With the World Cup football knocking at the door, the football fans across the country are busy collecting their favourite teams’ jerseys and other football souvenirs to join the quadrennial festival. From the street hawkers to the posh shopping malls in the city, businessmen are ready to cash in on the football mania in sports-crazy Bangladesh. The local made jerseys of Brazil and Argentina, the two South American sides that have huge fan base in Bangladesh, flooded the street shops and jerseys made in China and Thailand are on display in the posh sports goods shops.
The replica of World Cup trophy and Brazuca ball, which will be used during the June 12-July 13 tournament are also a hot item in sports goods shops.
Regal Sports, a prominent wholesale and retail sports goods shop at the Maulana Bhasani Stadium market, has alone targetted selling more than 9 lakh jerseys during the World Cup.
‘We imported 9 lakh jerseys this year and we are hoping that the all of them will be sold out before the World Cup kicks off,’ said Nazimuddin Babu, manager of Regal Sports.
‘Most of the fans are coming here to buy Brazil and Argentina’s shirts. Some people are looking for Germany, Portugal, Spain and Italy’s jerseys. We have sufficient jerseys of all the teams,’ Babu added.
The owner of Ideal Sports, Mohammad Tayeb, however, said that the response was little bit less than the last edition of World Cup four years back.
‘We are preparing for a long time to sell a huge number of jerseys this year but 14 days before the World Cup we didn’t see much response from the buyers,’ Tayeb said.
The street hawkers and small jersey manufacturers, however, are satisfied with their business because the retailers outside of Dhaka prefer low-price local made jerseys.
The unprivileged and lower middle-class people also busy buying the low-price jerseys, ranging from Tk 80 to Tk 150.
Nuruddin, a street hawker, who is running his business for about 15 years in the Gulistan area, said that most of the office-going people are buying Brazil and Argentina jerseys for their children.
Amzad Hossain Maznu, owner of Style Sports in the Bangabandhu Avenue, said, ‘Usually we make huge profit by selling jerseys after the World Cup as many local clubs across the country organise football tournaments after the event. But this time the World Cup will end in the middle of Ramadan, so I think this time the local and rural football clubs will not organise football tournaments and that will affect our business.’
Students are the main buyers of jerseys and they are getting prepared to enjoy the most exciting tournament of the world.
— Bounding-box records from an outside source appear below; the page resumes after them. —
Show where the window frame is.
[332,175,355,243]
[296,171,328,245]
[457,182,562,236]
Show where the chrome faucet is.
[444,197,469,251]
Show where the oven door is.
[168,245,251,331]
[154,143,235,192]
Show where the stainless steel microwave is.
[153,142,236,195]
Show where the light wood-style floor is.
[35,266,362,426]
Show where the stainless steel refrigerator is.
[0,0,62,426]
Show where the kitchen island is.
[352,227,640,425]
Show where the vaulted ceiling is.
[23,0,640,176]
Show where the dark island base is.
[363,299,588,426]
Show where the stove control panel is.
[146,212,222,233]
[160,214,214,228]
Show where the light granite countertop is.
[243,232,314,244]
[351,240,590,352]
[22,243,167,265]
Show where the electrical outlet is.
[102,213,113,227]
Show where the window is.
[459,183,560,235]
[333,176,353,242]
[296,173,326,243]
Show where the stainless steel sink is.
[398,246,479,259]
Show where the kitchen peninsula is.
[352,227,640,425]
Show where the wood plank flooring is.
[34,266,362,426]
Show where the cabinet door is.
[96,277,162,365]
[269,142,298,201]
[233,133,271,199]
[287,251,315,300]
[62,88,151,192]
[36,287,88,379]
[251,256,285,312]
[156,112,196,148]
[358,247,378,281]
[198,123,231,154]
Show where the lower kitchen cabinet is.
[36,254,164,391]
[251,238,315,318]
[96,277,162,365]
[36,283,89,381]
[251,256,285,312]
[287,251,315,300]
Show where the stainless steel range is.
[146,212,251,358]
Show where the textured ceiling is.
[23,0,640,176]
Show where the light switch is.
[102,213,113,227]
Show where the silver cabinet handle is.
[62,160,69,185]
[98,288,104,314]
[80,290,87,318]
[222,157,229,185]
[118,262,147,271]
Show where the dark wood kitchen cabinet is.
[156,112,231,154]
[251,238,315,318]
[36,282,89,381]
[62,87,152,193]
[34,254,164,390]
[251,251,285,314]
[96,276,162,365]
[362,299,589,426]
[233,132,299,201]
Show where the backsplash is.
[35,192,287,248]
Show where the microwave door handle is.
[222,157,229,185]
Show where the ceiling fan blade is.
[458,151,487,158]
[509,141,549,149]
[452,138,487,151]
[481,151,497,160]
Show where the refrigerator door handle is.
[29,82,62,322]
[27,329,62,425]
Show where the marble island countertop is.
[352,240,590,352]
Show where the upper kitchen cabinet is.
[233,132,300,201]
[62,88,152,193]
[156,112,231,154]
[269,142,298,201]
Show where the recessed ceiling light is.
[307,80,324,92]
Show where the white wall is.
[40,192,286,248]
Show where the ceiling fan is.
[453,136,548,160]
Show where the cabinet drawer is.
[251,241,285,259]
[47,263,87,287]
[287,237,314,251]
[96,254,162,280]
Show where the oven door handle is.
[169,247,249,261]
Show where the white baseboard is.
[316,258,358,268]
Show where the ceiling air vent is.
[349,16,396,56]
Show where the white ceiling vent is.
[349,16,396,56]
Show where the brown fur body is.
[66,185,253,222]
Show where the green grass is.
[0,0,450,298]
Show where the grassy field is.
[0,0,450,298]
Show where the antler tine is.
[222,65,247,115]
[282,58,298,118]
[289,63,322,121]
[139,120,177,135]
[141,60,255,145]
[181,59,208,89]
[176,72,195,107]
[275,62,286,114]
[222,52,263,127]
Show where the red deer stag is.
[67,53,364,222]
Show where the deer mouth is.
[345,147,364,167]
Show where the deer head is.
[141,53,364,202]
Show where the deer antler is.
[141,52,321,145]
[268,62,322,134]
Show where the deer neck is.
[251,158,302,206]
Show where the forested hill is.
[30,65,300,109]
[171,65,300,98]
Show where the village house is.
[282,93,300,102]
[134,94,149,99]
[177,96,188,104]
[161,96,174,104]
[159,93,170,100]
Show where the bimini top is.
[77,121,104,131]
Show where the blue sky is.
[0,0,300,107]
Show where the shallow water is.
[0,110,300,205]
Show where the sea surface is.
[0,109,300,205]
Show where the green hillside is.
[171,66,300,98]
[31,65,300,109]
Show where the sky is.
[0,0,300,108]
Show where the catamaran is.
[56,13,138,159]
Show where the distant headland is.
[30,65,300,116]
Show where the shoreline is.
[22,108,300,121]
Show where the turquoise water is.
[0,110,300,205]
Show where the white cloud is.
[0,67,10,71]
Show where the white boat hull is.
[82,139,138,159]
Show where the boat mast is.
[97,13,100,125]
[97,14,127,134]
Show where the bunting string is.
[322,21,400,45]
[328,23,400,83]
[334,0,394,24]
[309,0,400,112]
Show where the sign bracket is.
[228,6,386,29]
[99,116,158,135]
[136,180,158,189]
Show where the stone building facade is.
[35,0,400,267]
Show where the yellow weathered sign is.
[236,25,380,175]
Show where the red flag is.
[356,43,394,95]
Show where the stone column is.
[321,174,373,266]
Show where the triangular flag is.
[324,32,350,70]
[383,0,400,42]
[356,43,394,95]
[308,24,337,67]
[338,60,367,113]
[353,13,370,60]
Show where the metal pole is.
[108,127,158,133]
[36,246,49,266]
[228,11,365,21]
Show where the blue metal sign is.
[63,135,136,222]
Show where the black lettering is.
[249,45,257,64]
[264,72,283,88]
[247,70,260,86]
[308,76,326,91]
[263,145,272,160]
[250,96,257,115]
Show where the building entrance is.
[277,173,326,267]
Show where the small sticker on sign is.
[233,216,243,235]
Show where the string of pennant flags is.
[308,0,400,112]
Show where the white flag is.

Mushfiqur Rahman, a student of Ahsanullah University who came to buy five sets of jerseys for his friends,
said that they are eagerly waiting to see the World Cup on the giant screen of their university campus.
‘I decided to enjoy the games with my friends on the university campus and I like to present some jerseys to my close friends and that’s why I am here,’ said Mushfiq who will support Argentina at this World Cup.
Not all fans, however, are flocking at the jersey shops.
Salahuddin Raiyan, a BBA student of North South University, said he bought a jersey of Germany through online at a price of Tk 650.
‘It’s easier to buy through online as the shop owners deliver it at the residence. I am really happy as I could buy the jersey of my favourite team relatively at a cheaper price,’ he said.